カムの歯が岩を押すことで止まる、という仕組みが発揮されにくく、見た目にもギリギリの摩擦で止まっているように見えます。
③~⑤のどれになるか、案外②ぐらい行けちゃうのか。
それは、岩の表面の摩擦(濡れ具合も含む)、表面に砂や風化面の有無、などによって異なるでしょう。
今回は省きますが、カムの歯のうち1枚とか2枚が効いてない状態のときも似たような状況です。

③~⑤のどれなのか、はたまた案外②ぐらい行けちゃうものなのか、判断は微妙です。 
あともう一つ、カムセットした際にテスティングはしても良いし、することによって得られる情報もあります。
ただ、強度テストとしては「⑤以上です。」としか教えてくれません。

ちなみに、テンションして大丈夫だったとしても、「④以上です。」とだけ教えてくれます。

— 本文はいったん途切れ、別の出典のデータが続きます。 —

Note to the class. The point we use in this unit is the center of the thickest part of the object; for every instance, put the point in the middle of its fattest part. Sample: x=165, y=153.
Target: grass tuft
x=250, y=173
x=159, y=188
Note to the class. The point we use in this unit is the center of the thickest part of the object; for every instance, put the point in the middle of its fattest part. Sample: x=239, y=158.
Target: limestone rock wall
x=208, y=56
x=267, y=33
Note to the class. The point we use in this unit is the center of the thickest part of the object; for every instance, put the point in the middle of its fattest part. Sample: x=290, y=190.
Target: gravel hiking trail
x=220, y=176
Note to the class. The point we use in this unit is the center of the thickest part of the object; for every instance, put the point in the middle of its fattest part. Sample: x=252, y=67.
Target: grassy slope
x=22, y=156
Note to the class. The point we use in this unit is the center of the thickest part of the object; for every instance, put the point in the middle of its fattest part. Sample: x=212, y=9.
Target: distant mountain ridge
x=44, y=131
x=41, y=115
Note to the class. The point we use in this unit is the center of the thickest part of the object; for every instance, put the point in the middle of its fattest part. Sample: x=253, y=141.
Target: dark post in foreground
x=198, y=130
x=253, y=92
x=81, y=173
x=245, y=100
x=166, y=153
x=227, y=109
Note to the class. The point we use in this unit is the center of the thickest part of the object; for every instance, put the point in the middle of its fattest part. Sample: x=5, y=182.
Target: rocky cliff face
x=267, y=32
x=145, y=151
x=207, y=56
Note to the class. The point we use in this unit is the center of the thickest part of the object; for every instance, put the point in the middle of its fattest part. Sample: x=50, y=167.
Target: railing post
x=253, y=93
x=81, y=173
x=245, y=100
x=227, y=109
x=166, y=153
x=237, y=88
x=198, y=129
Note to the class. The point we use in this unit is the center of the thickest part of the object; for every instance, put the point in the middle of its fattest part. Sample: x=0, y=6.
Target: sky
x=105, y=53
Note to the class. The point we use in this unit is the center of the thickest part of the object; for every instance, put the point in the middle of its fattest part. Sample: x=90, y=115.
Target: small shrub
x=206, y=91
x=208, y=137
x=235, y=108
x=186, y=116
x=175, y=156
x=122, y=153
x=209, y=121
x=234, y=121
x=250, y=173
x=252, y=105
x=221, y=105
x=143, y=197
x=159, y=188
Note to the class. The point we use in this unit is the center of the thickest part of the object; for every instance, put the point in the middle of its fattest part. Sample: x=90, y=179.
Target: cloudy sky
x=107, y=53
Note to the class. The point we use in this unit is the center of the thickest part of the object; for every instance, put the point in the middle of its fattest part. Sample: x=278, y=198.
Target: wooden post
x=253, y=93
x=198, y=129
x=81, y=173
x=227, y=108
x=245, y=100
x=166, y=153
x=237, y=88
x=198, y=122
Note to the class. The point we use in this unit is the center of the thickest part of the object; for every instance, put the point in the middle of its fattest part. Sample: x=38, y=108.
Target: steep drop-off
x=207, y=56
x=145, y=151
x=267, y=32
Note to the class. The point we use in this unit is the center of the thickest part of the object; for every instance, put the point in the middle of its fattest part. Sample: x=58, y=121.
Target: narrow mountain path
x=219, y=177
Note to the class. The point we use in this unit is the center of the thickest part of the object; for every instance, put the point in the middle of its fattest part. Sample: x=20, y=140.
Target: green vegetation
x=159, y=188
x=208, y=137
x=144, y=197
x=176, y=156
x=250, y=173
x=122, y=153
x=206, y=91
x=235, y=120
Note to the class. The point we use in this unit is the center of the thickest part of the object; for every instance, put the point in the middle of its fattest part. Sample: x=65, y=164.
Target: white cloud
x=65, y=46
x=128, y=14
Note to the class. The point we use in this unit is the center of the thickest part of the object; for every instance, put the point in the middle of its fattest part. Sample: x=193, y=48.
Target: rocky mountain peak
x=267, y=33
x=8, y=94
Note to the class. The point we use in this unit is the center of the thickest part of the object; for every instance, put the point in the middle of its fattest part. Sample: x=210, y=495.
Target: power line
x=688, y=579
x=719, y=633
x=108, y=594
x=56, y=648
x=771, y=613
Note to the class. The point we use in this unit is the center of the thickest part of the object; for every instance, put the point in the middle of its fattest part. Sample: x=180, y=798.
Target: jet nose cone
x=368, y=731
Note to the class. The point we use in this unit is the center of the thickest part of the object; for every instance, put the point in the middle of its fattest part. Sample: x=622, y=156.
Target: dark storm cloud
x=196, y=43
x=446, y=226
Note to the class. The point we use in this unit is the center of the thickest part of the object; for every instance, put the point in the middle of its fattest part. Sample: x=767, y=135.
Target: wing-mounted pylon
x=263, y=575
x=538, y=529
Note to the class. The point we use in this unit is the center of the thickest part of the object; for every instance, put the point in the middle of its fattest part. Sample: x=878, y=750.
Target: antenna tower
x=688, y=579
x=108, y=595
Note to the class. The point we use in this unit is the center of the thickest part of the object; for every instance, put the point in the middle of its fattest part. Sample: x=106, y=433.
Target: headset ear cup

不安なカムは、落ちてみるまで止まるかどうか分からないというジレンマです。
「じゃぁ、何を信じれば良いんですか!?」
という突っ込みが聞こえて来そうです。

「(自分だって)教科書的にセットしたいけど、登りながらそんなに時間かけられないから、どこまで妥協してO.K.かを教えて欲しい。」
という趣旨の発言も、よく伺います。
正直、どこまで妥協してO.K.かなんて、よく分かりません。
神須の鼻みたいなエリアに行くと、嫌でも考えさせられますが、やっぱり分かりません。
考えまくっても結論が出ないので、虚しくなったりもします。

「(初心者が取り付くような)比較的プロテクションの良いルートであれば、大事なのは安心感あるセットが出来るまで粘ること。」
そういう考え方で、講習は行うことにしています。
実践本気トライ
Mさん:純(5.8) R.P.。
ISさん:純(5.8) フラッシュトライにて、テンション掛けつつトップアウト。
SIさん:初孫(5.5) O.S.。
HNさん:初孫(5.5) フラッシュ。